Device Tier Detection

The profiler automatically classifies the user's setup into one of three tiers:

| Tier | Devices | Available Data | Analysis Scope | |------|---------|---------------|----------------| | Tier 1: iPhone Only | iPhone (no wearable) | Steps, distance, flights climbed, walking metrics, headphone audio, sleep (if using phone-based tracking app) | Activity trends, mobility analysis, audio exposure | | Tier 2: iPhone + Watch (basic) | iPhone + Apple Watch (older/SE) | Tier 1 + heart rate, active energy, exercise time, basic sleep stages | + Heart rate analysis, energy expenditure, workout tracking | | Tier 3: iPhone + Watch (advanced) | iPhone + Apple Watch Series 7+ / Ultra | Tier 2 + HRV, blood oxygen, respiratory rate, wrist temperature, sleep breathing disturbances, ECG | + Full cardiovascular analysis, sleep quality deep-dive, cycle tracking correlation |

Fallback rule: If a metric is missing, NEVER error out. Gracefully skip that analysis module and note what additional data would unlock.

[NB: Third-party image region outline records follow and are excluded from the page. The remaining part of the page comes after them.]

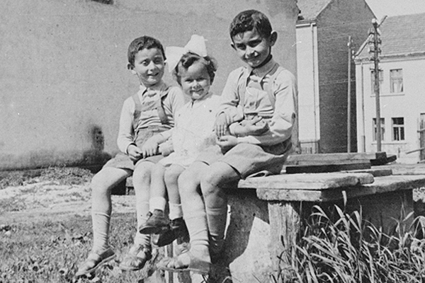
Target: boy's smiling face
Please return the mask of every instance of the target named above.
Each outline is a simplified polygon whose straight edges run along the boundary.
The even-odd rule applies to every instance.
[[[131,72],[137,75],[141,84],[149,87],[159,83],[164,76],[165,63],[158,48],[144,48],[135,56],[134,65],[128,64]]]
[[[254,29],[234,35],[232,39],[232,47],[243,62],[251,68],[256,68],[267,59],[276,39],[276,32],[266,38]]]

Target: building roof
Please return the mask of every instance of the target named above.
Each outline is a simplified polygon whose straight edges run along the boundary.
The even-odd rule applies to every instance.
[[[298,0],[297,6],[300,8],[298,21],[312,21],[316,19],[319,14],[332,0]]]
[[[372,25],[370,25],[372,27]],[[387,18],[379,28],[382,40],[381,57],[425,54],[425,13]],[[368,57],[364,48],[358,59]]]

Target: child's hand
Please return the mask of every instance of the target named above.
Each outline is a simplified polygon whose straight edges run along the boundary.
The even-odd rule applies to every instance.
[[[227,116],[225,113],[221,113],[215,119],[214,129],[215,129],[215,134],[218,137],[224,136],[227,132],[229,121],[227,121]]]
[[[128,149],[127,149],[127,153],[128,153],[128,156],[130,156],[130,158],[132,160],[132,161],[134,161],[134,162],[138,161],[142,157],[143,157],[143,155],[142,154],[142,151],[140,150],[140,149],[139,149],[137,146],[136,146],[134,144],[130,144],[128,146]]]
[[[161,154],[162,154],[162,156],[168,156],[174,151],[173,148],[173,143],[171,141],[163,142],[158,146],[158,151]]]
[[[217,144],[225,151],[228,151],[237,144],[237,138],[233,136],[222,136],[217,139]]]
[[[158,143],[155,137],[152,137],[143,144],[142,154],[144,158],[156,155],[158,153]]]
[[[268,124],[259,116],[241,122],[246,131],[246,135],[259,136],[268,130]]]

Step 2: User Interview — Goals & Context

Before analysis, ask the user about their goals using ask_followup_question. Keep it to 2–3 focused questions based on what the data profile reveals.

Core Question Template

Always ask about analysis goal. Select remaining questions adaptively based on available data:

Question 1 (ALWAYS ASK): Analysis Goal

What's your primary goal for this health analysis?
Options:
- General health overview / curiosity
- Fitness optimization (training, performance)
- Sleep improvement
- Weight management / body composition
- Stress & recovery monitoring
- Reproductive health tracking (cycle analysis)
- Health condition monitoring (post-illness recovery, chronic condition)
- Pre/post pregnancy health tracking

Question 2 (CONDITIONAL): Special Life Periods Ask ONLY IF the data contains MenstrualFlow, Pregnancy, or Lactation records, OR if the user profile indicates female sex:

Were there any special health periods during the data timeframe we should account for?
Options:
- Pregnancy / postpartum
- Breastfeeding period
- Major illness or surgery recovery
- Significant lifestyle change (new job, relocation, etc.)
- Menopause transition
- None / prefer not to specify

Question 3 (CONDITIONAL): Analysis Depth Ask ONLY IF data spans 3+ years:

What time period should we focus on?
Options:
- Full history (comprehensive longitudinal view)
- Last 12 months (recent trends)
- Year-over-year comparison
- Specific period (I'll specify dates)

Interview Adaptations

Tier 1 users (iPhone only): Skip heart rate and sleep stage questions; focus on activity and mobility
Short data history (<1 year): Skip longitudinal comparison options
Male users or no cycle data: Skip reproductive health options
Users with 3rd-party app data (detected via diverse sourceName values): Inform the user which sources were auto-detected and which will be prioritized. Only ask for manual override if auto-detection finds conflicting sources with similar data quality. Source identification uses pattern matching (see Data Robustness Rule 2), not exact string matching.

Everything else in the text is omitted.